Pada abad ke-17 terdapat beberapa tokoh kenamaan rasionalis seperti Plato sebagai pelopornya yang disebut juga sebagai „rasionalisme‟ atau „platonisme‟ , René Descartes (1590 – 1650) yang juga dinyatakan sebagai bapak filsafat modern. Semboyannya yang terkenal adalah “cotigo ergo sum” (saya bepikir, jadi saya ada). Tokoh-tokoh lainnya adalah J.J. Roseau (1712 – 1778) dan Basedow (1723 – 1790), Gottfried Wilhelm von Leibniz, Christian Wolff dan Baruch Spinoza. Perkembangan pengetahuan mulai pesat pada abad ke 18 nama-nama seperti Voltaire, Diderot dan D‟Alembert adalah para pengusungnya.

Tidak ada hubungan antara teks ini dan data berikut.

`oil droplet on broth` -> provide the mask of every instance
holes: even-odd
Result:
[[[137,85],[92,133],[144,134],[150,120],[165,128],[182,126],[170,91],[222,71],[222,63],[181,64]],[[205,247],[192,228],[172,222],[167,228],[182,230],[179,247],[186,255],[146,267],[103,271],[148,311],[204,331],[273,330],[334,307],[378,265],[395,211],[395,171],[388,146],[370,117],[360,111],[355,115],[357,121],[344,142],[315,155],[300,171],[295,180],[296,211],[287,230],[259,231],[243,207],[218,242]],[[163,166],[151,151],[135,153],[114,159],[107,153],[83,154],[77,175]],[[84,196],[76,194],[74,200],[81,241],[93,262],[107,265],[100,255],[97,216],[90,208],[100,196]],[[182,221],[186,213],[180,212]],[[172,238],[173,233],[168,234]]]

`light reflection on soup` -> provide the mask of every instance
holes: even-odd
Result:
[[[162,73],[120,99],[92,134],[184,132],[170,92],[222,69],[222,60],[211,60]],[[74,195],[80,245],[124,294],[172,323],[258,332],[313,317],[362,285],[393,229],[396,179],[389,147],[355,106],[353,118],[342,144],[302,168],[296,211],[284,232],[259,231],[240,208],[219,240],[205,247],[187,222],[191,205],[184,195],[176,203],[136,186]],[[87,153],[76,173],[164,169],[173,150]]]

Pengantar Aliran Filsafat Empirisisme
Empirisme secara etimologis menurut Bagus (2002) berasal dari kata bahasa Inggris empiricism dan experience. Kata-kata ini berakar dari kata bahasa Yunani έμπειρία (empeiria) dan dari kata experietia yang berarti “berpengalaman dalam”,“berkenalan dengan”, “terampil untuk”. Sementara menurut Lacey (2000) berdasarkan akar katanya Empirisme adalah aliran dalam filsafat yang berpandangan bahwa pengetahuan secara keseluruhan atau parsial didasarkan kepada pengalaman yang menggunakan indera.
Selanjutnya secara terminologis terdapat beberapa definisi mengenai empirisme, di antaranya: doktrin bahwa sumber seluruh pengetahuan harus dicari dalam pengalaman, pandangan bahwa semua ide merupakan abstraksi yang dibentuk dengan menggabungkan apa yang dialami, pengalaman inderawi adalah satu-satunya sumber pengetahuan, dan bukan akal.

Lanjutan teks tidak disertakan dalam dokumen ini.